(Bloomberg) -- Mortgage rates in the US fell for a second straight week, easing costs for homebuyers in the market’s busiest season.

The average for a 30-year, fixed loan was 6.42%, down from 6.6% last week, Freddie Mac said in a statement Thursday. It was the biggest one-week decline since mid-January. 

Investors are assessing the fallout from four bank failures and the potential impact of the Federal Reserve’s latest interest-rate bump. Policymakers announced a quarter-point increase Wednesday, while sticking to their outlook that more hikes might be needed to tame inflation.

Read more: Fed Opts for Hike-and-See in Gamble Crisis Will Stay Contained

For the housing market, “the news is more positive” as demand ticks up and prices stabilize, Sam Khater, Freddie Mac’s chief economist, said in the statement. “If mortgage rates continue to slide over the next few weeks, look for a continued rebound during the first weeks of the spring homebuying season.”

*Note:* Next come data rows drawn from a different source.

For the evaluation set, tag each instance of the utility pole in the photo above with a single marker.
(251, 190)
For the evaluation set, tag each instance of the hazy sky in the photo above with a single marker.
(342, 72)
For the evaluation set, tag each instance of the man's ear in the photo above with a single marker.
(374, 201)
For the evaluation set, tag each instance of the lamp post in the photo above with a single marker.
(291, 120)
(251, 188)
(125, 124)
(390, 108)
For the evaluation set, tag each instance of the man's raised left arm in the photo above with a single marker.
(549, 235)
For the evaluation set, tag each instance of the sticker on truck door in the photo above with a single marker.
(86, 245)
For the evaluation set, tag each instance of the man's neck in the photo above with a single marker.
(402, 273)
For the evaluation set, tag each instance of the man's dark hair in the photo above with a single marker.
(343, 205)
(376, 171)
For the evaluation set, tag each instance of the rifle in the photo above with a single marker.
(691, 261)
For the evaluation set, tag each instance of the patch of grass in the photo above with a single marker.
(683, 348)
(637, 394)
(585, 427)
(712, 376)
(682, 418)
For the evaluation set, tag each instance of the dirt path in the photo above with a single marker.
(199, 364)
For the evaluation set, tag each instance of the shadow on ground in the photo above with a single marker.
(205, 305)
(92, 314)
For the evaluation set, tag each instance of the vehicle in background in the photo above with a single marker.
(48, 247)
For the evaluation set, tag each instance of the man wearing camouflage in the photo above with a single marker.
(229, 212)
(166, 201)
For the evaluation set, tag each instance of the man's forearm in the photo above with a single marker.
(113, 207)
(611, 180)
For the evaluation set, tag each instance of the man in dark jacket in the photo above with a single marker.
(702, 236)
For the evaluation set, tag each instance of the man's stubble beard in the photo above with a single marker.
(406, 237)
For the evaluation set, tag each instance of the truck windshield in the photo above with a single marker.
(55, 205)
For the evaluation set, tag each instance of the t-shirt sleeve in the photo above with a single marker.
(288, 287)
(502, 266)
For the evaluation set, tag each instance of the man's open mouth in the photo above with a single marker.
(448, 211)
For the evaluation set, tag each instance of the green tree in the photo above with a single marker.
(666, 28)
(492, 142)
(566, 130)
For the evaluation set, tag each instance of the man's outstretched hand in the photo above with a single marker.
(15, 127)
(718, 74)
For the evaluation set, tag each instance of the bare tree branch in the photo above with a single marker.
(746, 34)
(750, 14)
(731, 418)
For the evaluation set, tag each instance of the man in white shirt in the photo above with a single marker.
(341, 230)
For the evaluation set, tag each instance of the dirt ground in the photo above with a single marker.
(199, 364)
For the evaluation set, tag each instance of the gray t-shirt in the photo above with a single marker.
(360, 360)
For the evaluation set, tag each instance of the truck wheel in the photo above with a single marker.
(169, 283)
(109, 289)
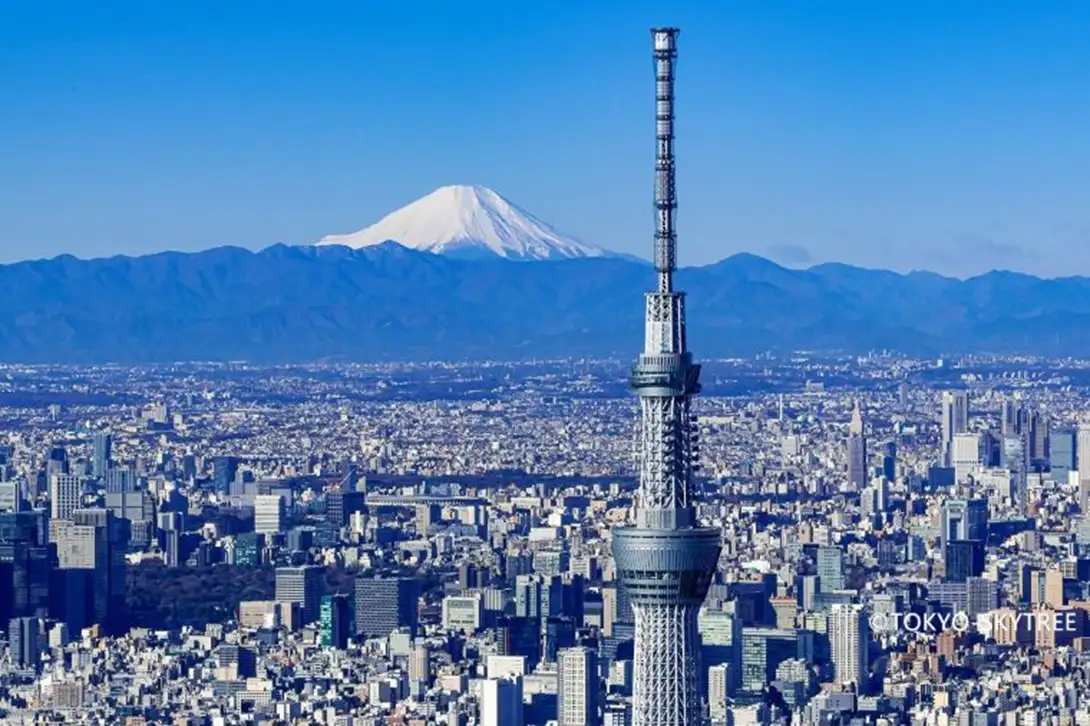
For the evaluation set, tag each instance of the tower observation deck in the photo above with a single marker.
(665, 560)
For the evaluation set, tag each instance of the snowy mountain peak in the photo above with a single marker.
(469, 221)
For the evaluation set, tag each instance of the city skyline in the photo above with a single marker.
(923, 136)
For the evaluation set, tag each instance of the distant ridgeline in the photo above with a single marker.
(388, 302)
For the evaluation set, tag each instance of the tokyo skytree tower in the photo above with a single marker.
(666, 561)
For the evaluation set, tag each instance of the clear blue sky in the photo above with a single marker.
(903, 134)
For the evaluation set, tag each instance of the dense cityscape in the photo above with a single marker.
(431, 544)
(808, 537)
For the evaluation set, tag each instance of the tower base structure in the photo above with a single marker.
(666, 575)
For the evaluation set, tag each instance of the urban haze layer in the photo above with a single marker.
(813, 540)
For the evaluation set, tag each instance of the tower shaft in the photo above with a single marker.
(665, 561)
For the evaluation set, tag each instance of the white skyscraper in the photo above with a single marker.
(849, 636)
(718, 691)
(1082, 462)
(966, 457)
(578, 677)
(955, 418)
(64, 494)
(501, 702)
(857, 450)
(268, 513)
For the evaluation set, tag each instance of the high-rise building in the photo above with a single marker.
(849, 638)
(965, 558)
(963, 519)
(955, 418)
(65, 492)
(268, 513)
(1062, 455)
(966, 456)
(501, 702)
(25, 566)
(578, 679)
(830, 568)
(1010, 416)
(225, 469)
(91, 553)
(386, 604)
(666, 560)
(25, 641)
(303, 585)
(336, 620)
(718, 692)
(857, 450)
(764, 649)
(1082, 460)
(101, 445)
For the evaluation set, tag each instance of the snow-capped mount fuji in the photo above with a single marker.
(469, 221)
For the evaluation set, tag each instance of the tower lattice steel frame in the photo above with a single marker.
(666, 561)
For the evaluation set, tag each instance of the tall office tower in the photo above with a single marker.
(25, 641)
(268, 513)
(955, 419)
(578, 678)
(889, 461)
(91, 552)
(420, 668)
(966, 456)
(1082, 461)
(857, 450)
(385, 604)
(65, 491)
(963, 519)
(225, 470)
(25, 566)
(849, 637)
(101, 446)
(1037, 436)
(964, 559)
(666, 560)
(1012, 416)
(830, 568)
(501, 702)
(336, 620)
(57, 461)
(1061, 455)
(303, 585)
(718, 692)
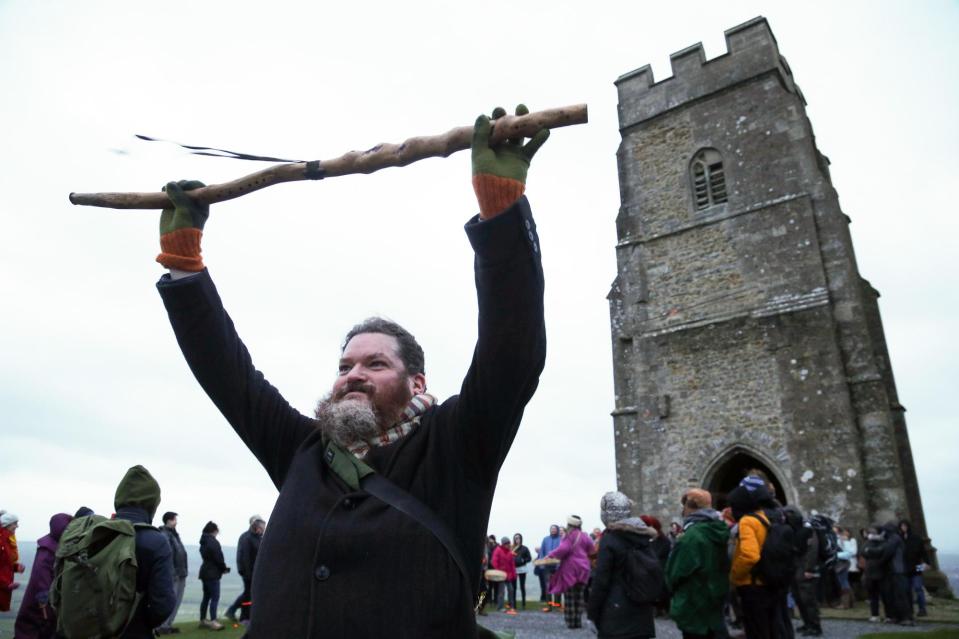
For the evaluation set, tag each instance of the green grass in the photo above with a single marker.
(940, 633)
(940, 611)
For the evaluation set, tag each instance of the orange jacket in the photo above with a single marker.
(749, 545)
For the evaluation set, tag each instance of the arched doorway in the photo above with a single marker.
(729, 471)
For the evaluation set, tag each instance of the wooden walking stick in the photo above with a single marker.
(379, 157)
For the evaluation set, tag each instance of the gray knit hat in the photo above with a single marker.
(613, 507)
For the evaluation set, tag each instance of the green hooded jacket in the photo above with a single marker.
(138, 488)
(697, 575)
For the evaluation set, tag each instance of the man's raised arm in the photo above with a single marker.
(511, 345)
(265, 422)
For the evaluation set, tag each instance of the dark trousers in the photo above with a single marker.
(895, 597)
(244, 602)
(917, 594)
(507, 599)
(805, 591)
(573, 606)
(211, 598)
(761, 612)
(874, 592)
(543, 585)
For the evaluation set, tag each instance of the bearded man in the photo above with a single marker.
(337, 562)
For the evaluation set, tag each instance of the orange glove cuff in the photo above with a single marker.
(180, 249)
(495, 194)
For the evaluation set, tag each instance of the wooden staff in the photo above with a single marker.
(379, 157)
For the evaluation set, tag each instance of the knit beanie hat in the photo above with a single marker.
(613, 507)
(652, 522)
(752, 483)
(697, 498)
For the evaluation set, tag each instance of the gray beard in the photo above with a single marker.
(347, 422)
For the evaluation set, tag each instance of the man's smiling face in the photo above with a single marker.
(372, 372)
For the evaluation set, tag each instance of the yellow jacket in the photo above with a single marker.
(749, 545)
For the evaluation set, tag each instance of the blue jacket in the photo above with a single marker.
(154, 576)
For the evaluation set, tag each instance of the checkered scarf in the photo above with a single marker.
(411, 419)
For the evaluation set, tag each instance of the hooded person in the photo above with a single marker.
(661, 547)
(894, 585)
(545, 572)
(573, 573)
(136, 500)
(697, 572)
(615, 614)
(9, 558)
(36, 618)
(763, 607)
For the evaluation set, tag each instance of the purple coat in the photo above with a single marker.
(573, 552)
(31, 622)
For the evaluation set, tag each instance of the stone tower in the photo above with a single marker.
(743, 334)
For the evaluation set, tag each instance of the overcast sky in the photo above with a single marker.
(92, 380)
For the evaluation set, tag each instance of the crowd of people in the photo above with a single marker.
(749, 569)
(752, 567)
(161, 560)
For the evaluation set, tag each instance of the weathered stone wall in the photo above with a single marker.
(745, 326)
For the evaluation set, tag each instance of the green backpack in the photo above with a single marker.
(95, 578)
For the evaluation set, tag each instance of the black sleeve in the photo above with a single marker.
(602, 580)
(242, 556)
(220, 562)
(266, 423)
(511, 342)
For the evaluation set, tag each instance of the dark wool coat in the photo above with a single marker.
(340, 563)
(246, 550)
(213, 566)
(37, 619)
(914, 553)
(610, 608)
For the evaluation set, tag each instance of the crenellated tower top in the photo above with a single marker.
(751, 51)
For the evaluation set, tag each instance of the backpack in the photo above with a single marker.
(777, 558)
(828, 540)
(643, 575)
(94, 587)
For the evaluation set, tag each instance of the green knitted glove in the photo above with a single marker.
(499, 173)
(181, 227)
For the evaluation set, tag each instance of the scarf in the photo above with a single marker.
(408, 423)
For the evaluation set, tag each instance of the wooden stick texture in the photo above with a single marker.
(379, 157)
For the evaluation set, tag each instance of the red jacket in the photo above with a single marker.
(9, 556)
(504, 560)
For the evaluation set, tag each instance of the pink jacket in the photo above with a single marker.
(573, 552)
(503, 560)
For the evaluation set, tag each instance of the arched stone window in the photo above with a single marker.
(708, 179)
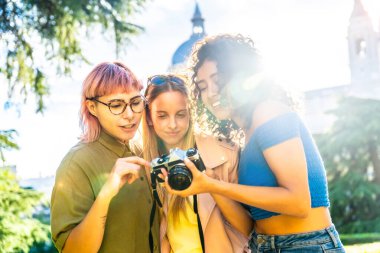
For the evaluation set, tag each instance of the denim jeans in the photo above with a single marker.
(325, 240)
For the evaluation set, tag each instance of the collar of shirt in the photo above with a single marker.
(120, 149)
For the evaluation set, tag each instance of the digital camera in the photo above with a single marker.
(179, 176)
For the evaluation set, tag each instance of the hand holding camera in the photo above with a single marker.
(179, 176)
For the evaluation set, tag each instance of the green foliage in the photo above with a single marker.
(350, 239)
(351, 154)
(18, 229)
(55, 26)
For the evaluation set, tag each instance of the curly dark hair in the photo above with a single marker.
(236, 60)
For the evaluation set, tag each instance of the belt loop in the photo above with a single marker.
(272, 244)
(332, 236)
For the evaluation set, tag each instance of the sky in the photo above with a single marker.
(303, 43)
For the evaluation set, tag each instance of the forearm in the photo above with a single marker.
(88, 235)
(235, 214)
(274, 199)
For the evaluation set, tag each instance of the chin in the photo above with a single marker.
(222, 115)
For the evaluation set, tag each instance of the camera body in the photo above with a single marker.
(179, 176)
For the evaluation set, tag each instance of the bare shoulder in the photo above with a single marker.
(268, 110)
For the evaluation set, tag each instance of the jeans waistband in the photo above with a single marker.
(310, 238)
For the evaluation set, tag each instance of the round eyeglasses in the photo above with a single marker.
(118, 106)
(159, 80)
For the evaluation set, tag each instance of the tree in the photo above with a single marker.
(351, 151)
(56, 25)
(18, 229)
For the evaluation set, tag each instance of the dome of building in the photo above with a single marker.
(182, 53)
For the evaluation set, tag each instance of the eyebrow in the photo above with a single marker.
(202, 81)
(119, 99)
(183, 110)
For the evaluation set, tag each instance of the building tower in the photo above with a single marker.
(183, 52)
(362, 46)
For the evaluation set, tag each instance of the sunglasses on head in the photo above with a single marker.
(158, 80)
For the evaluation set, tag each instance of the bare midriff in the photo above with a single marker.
(317, 219)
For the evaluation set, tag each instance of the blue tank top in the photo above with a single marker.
(255, 171)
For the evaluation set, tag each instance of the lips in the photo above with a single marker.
(172, 133)
(128, 126)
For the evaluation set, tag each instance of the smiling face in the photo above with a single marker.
(209, 83)
(123, 126)
(170, 118)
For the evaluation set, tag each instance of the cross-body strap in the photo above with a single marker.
(200, 230)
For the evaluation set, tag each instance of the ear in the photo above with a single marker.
(148, 118)
(91, 107)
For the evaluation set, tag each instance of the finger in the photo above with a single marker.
(210, 173)
(131, 178)
(129, 169)
(190, 165)
(164, 173)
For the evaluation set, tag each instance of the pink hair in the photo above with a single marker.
(106, 78)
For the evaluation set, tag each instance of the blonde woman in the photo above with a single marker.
(167, 124)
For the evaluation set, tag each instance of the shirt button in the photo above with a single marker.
(260, 240)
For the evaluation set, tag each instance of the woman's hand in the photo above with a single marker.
(199, 184)
(125, 170)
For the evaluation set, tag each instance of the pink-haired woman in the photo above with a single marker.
(94, 206)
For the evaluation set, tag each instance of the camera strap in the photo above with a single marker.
(151, 219)
(200, 230)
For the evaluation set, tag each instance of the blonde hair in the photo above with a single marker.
(153, 146)
(106, 78)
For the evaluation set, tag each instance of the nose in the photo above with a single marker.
(172, 123)
(212, 90)
(128, 113)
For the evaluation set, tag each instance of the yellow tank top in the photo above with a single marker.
(183, 234)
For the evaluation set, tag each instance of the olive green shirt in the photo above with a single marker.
(79, 179)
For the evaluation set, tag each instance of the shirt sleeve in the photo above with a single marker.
(72, 197)
(278, 130)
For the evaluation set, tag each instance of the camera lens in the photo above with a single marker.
(179, 177)
(190, 152)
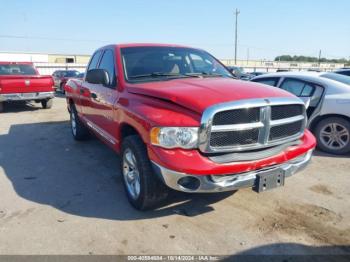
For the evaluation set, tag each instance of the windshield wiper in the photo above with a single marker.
(204, 74)
(158, 74)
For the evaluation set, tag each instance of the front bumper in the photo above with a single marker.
(26, 96)
(230, 182)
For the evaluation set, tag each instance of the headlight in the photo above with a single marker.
(175, 137)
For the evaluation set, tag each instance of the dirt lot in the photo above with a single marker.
(59, 196)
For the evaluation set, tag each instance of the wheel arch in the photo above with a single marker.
(318, 119)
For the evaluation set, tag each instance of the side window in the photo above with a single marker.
(107, 63)
(298, 88)
(94, 60)
(267, 81)
(199, 64)
(345, 73)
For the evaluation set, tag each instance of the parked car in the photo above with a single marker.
(81, 76)
(254, 74)
(61, 77)
(344, 71)
(20, 81)
(328, 95)
(239, 73)
(179, 120)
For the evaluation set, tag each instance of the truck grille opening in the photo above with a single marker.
(285, 111)
(259, 124)
(239, 116)
(278, 132)
(234, 138)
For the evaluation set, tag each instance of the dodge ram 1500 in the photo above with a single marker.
(178, 119)
(22, 82)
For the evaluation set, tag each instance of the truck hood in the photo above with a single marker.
(199, 93)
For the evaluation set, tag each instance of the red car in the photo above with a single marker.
(20, 81)
(60, 78)
(179, 120)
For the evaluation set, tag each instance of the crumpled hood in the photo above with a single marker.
(199, 93)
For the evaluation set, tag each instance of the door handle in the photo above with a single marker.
(94, 96)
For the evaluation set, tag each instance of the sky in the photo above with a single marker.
(266, 29)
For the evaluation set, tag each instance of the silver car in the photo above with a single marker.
(328, 98)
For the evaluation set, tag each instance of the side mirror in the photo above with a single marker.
(97, 76)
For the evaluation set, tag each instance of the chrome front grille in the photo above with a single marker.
(251, 124)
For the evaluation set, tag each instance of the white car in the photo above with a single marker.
(328, 97)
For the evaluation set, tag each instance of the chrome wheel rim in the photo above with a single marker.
(335, 136)
(131, 174)
(73, 124)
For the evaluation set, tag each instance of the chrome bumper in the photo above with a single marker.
(26, 96)
(231, 182)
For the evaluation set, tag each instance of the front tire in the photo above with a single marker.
(143, 188)
(47, 104)
(62, 88)
(79, 130)
(333, 135)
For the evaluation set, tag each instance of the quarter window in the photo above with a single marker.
(298, 88)
(94, 60)
(107, 63)
(267, 81)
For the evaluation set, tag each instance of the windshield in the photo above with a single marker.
(337, 77)
(71, 73)
(14, 69)
(160, 63)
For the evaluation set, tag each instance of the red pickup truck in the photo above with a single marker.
(179, 120)
(22, 82)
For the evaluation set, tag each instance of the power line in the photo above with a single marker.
(50, 38)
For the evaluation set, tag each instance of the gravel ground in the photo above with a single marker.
(59, 196)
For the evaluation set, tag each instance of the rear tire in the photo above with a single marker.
(143, 188)
(333, 135)
(47, 104)
(79, 131)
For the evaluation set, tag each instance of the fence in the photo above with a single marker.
(49, 68)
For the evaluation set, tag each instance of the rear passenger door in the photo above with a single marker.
(86, 89)
(104, 98)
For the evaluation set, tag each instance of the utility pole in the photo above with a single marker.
(247, 56)
(319, 58)
(236, 34)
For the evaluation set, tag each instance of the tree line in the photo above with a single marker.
(289, 58)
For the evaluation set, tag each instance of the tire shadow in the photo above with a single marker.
(45, 165)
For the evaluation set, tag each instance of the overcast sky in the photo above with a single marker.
(266, 28)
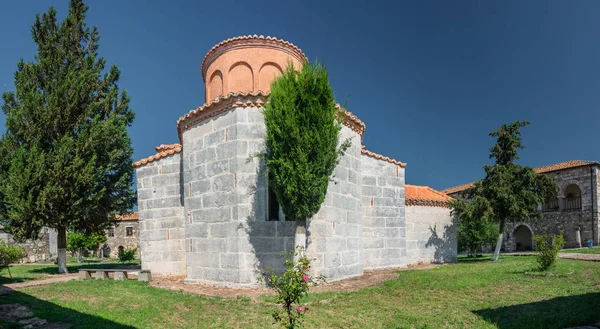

So far, the season is off to a slow start, with buyers put off by still-high prices and current owners reluctant to trade away mortgages they may have locked in when rates were at historic lows. 

At the current 30-year average, the monthly payment on a $600,000 loan would be $3,761. That’s up from $3,012 a borrower would have paid a year ago, when rates were two percentage points lower. 

“Home shoppers are looking to find the optimal combination of prices and mortgage rates before entering the market,” said Hannah Jones, economic data analyst at Realtor.com. “However, elevated rates and high prices mean that point doesn’t yet exist in the market for many would-be buyers.”